From 4cce5350089349f0f2293a676304da7ea4231b95 Mon Sep 17 00:00:00 2001
From: didericis <eric@dideric.is>
Date: Mon, 25 May 2026 00:50:41 -0400
Subject: [PATCH] docs(research): drop auto-respawn from the supervisor design
MIME-Version: 1.0
Content-Type: text/plain; charset=UTF-8
Content-Transfer-Encoding: 8bit

The autonomous "review comment → respawn bottle with comment as
next prompt" loop is the one feature that opens a prompt-injection
vector the bottle wall can't close (a public commenter would get
to issue instructions inside the agent's perimeter on every
launch). The available mitigations — commenter allowlists,
prompt-injection regex screens, private-repo defaults — are all
soft. The durable defense is to keep the human between the
review comment and any next agent prompt.

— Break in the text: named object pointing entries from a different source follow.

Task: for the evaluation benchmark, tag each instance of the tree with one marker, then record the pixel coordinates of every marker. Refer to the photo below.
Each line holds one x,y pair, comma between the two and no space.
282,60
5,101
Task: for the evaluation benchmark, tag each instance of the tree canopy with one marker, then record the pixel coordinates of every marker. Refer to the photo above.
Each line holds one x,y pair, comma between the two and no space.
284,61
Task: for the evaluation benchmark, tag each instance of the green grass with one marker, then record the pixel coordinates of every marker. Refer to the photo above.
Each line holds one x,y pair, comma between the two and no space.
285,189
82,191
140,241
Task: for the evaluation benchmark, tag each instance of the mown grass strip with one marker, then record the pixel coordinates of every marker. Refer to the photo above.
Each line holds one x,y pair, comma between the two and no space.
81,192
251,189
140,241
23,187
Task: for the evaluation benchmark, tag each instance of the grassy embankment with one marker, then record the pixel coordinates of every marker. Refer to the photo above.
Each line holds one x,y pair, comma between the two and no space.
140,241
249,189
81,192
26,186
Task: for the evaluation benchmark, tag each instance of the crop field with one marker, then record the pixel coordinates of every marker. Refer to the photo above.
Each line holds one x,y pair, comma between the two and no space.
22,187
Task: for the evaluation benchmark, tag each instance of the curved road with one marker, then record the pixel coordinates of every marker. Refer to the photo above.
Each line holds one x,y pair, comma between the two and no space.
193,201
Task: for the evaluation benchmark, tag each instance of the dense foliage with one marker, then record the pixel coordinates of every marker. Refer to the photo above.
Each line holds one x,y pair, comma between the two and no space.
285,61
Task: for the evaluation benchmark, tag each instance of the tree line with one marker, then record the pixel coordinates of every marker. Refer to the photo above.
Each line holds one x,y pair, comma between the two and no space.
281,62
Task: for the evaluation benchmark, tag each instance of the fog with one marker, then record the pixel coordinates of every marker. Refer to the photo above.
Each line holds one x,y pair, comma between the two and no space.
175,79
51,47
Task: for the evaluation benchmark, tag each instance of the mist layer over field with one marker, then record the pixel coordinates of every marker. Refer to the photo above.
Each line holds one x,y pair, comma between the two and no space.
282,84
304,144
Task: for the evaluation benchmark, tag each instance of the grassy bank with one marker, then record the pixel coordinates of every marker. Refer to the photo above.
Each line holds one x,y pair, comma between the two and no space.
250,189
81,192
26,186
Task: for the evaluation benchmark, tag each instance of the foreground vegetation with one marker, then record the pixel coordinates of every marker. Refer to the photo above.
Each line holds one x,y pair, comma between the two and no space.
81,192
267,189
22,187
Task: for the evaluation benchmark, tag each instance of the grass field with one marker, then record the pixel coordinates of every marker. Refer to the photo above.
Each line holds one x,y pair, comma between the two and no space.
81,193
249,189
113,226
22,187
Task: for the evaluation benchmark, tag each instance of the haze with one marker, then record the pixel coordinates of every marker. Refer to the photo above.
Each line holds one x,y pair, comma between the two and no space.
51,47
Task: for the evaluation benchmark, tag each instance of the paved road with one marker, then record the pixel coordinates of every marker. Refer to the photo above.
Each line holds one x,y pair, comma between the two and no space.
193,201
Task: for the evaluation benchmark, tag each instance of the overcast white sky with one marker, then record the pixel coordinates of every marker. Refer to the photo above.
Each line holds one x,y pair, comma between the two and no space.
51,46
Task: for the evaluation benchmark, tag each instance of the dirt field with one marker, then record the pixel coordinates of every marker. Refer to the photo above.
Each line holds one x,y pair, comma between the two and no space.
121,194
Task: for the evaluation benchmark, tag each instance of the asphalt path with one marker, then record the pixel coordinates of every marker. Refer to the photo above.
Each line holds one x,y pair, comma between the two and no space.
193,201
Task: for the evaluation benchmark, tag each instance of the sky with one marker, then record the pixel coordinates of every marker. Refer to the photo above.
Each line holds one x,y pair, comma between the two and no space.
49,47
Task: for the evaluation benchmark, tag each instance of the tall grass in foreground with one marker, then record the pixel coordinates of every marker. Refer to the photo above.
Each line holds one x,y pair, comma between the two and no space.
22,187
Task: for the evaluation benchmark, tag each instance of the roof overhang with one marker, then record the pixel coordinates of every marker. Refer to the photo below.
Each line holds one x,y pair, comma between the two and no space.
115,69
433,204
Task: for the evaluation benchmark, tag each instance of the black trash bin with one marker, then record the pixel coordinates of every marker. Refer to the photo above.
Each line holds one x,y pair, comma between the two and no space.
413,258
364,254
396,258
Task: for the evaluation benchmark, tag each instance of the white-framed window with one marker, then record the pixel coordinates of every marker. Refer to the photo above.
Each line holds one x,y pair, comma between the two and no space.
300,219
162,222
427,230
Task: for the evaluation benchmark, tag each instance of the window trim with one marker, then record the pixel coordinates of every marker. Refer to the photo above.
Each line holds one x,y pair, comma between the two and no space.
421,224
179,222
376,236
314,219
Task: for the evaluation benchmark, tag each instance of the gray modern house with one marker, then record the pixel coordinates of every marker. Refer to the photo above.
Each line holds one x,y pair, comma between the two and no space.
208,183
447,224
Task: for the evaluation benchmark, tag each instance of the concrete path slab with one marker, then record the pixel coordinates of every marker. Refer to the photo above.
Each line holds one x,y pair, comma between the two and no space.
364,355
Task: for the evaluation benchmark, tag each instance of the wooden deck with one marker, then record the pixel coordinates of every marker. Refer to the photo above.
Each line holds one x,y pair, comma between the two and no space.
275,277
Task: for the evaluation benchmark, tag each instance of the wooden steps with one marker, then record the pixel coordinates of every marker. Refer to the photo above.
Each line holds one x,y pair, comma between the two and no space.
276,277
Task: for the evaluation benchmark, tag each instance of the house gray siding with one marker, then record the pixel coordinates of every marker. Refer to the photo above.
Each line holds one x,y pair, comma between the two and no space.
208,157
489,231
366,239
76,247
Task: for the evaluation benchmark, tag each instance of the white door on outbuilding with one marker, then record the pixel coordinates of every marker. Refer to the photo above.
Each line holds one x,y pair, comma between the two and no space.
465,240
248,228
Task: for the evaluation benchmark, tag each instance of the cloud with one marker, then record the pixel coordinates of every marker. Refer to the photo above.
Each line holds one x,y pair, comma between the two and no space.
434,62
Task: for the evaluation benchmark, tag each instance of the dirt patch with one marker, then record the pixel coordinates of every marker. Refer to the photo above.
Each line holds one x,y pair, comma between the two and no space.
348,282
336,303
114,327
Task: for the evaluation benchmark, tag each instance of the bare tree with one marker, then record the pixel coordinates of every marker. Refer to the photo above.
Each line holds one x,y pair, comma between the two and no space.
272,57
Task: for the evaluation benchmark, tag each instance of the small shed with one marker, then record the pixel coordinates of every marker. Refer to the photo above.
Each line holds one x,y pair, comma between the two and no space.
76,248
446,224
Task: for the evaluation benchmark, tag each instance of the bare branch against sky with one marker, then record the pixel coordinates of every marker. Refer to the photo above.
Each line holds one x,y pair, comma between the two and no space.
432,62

So `supervise` is now strictly notify-only. The `auto_respawn`
manifest field, the "with auto_respawn: true" behavior paragraph,
and the matching trust-model edge case all go. The reasoning
stays in the "Where to be conservative" bullet so the decision
isn't re-litigated later.
---
 docs/research/built-in-supervisor-design.md | 8 +++-----
 1 file changed, 3 insertions(+), 5 deletions(-)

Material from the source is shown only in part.